I shifted my weight nervously from one foot to another and dragged my gaze away from the magnetic pull of his. “Of course, I’ve heard that. Everyone has.”
He bent at the waist slightly, which brought us nearly eye to eye. My breath caught and I lifted a hand to my chest where my heart was pounding underneath my palm.
“As of now, I’m responsible for you, Dr. Baskin.” It took me a second to realize he was referring to when he pulled me out of the line of fire in the parking lot. One of his dark eyes closed in a flirty wink as he straightened while I struggled to form an argument against his words. “Gonna be interesting to see how that plays out, isn’t it?” Before I could say anything, his hands landed on my shoulders and turned me around to face the apartment. “Go get your stuff. I’ll hang out here until you get into your car, just in case.”
I started to protest, but I could tell he wasn’t going to listen to anything I had to say. Swearing softly under my breath I asked, “You’re just going to do whatever the hell you want regardless of what I say or do, aren’t you?”
“Pretty much.” His grin turned into a full-fledged smile, and I swore I forgot how to breathe for a moment. It was unfair that a badass biker was blessed such a pretty, persuasive smile. How was that fair to innocent hearts everywhere?
Huffing in frustration, I let myself into my apartment.
I’d only ever been responsible for myself, and for my mother. Shot telling me he intended to be responsible for my well-being in any way made me dizzy and made me feel o
ff-center.
I also couldn’t shake Shot’s theory that running away from my life was giving Ashby exactly what she wanted. I’d given up everything to try and play her game and didn’t have anything to show for it.

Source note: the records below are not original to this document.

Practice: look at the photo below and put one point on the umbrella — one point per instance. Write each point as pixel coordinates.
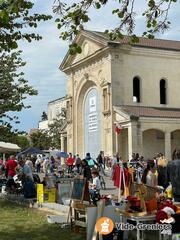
(62, 154)
(31, 150)
(8, 147)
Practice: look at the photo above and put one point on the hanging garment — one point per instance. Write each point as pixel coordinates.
(116, 177)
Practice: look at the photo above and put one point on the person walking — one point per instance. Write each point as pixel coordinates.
(78, 163)
(86, 171)
(10, 167)
(149, 176)
(70, 162)
(173, 175)
(38, 164)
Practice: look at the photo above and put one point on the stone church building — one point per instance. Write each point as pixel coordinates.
(135, 87)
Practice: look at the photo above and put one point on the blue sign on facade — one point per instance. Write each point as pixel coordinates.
(92, 121)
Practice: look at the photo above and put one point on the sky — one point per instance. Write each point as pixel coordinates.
(44, 57)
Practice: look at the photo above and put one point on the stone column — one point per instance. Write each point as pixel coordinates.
(168, 146)
(62, 148)
(134, 140)
(62, 143)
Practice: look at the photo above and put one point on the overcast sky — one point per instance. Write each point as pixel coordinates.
(44, 57)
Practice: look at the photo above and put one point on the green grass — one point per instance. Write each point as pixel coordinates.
(21, 223)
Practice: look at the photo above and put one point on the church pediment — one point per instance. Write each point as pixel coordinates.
(120, 115)
(89, 45)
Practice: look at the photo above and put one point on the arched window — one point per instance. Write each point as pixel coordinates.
(162, 91)
(136, 89)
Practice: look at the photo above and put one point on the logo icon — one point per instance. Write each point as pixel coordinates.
(104, 226)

Something needed to change, and it was slightly disconcerting that the revelation came from the last place I would’ve expected it to. Taking life advice from a guy I’d had to dig a bullet out of not too long ago probably wasn’t the brightest idea I’d ever had, but for some inexplicable reason, listening to Shot didn’t seem as scary as everything else happening in my life.
Chapter 5
Shot
So this is the place, huh?” It didn’t look like anything special, and there was no effort to hide the Confederate flags that decorated the exterior. They weren’t being subtle, that was for damn sure.

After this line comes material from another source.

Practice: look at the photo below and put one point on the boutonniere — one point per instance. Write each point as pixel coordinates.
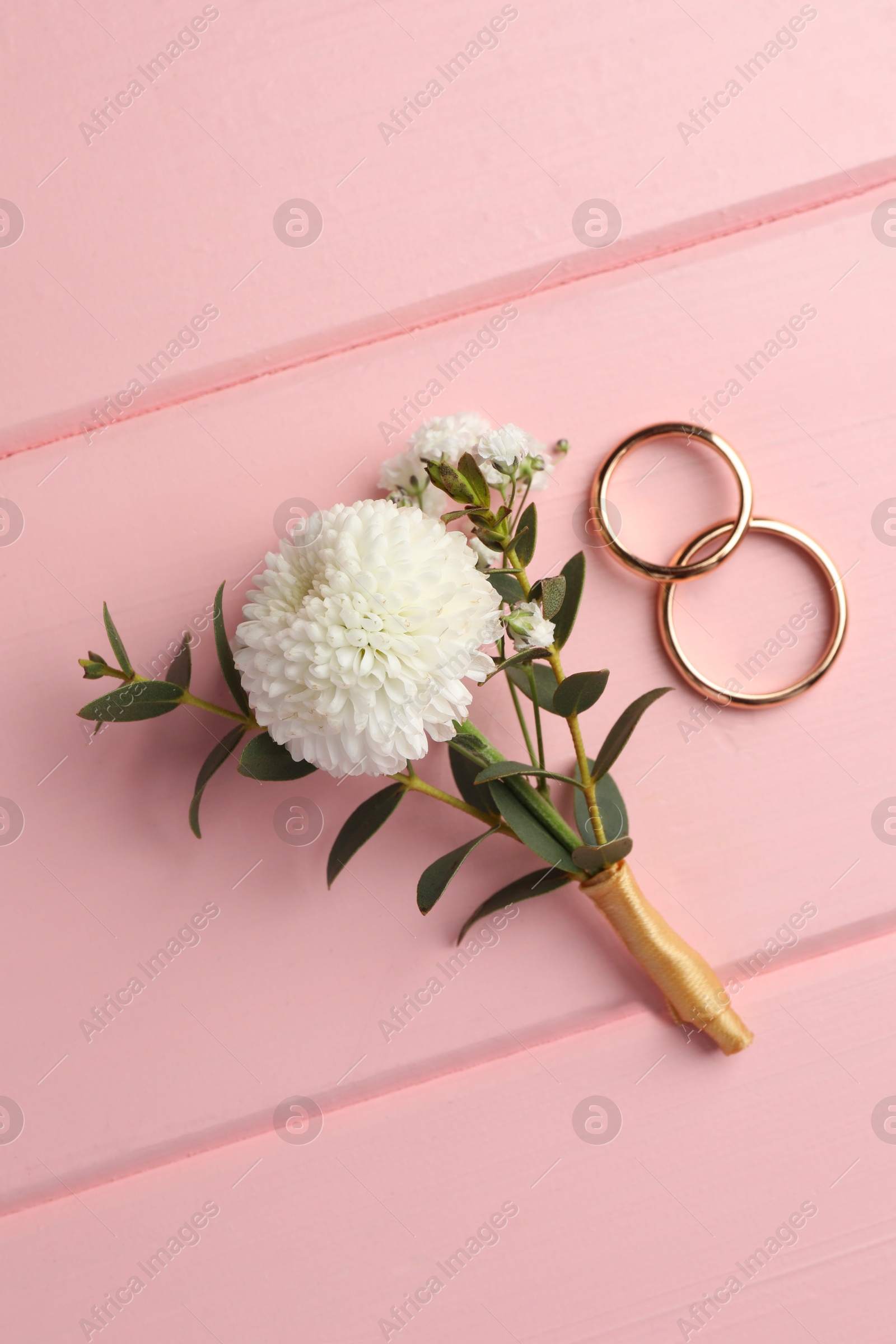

I pulled down the black face mask I’d worn on the ride from Loveless. It was a pretty drive out to the small town located near Lake Travis, but oddly desolate and empty once you got through all the subdivisions. It was a good place for both a clubhouse and a dive bar catering to a group of less than desirable individuals to set up shop.
When we got word from another club that Jed Coleman was hiding out in the bar, I’d gathered a handful of my most trustworthy and lethal guys and hit the road. We didn’t really have a plan in place, other than to grab Jed Coleman and make him pay for what he’d done to me and the club. It still burned deep down in my gut that we’d lost two of our brothers because of Coleman. Once we had our hands on Jed, I’d figure out a proper punishment.
“You can count on pretty much everyone inside the bar being armed, and a lot of them know how to fight. Last time my club clashed with them, a couple of my guys ended up in the ER. One lost an eye, and another lost a couple fingers on his hand. They play dirty.”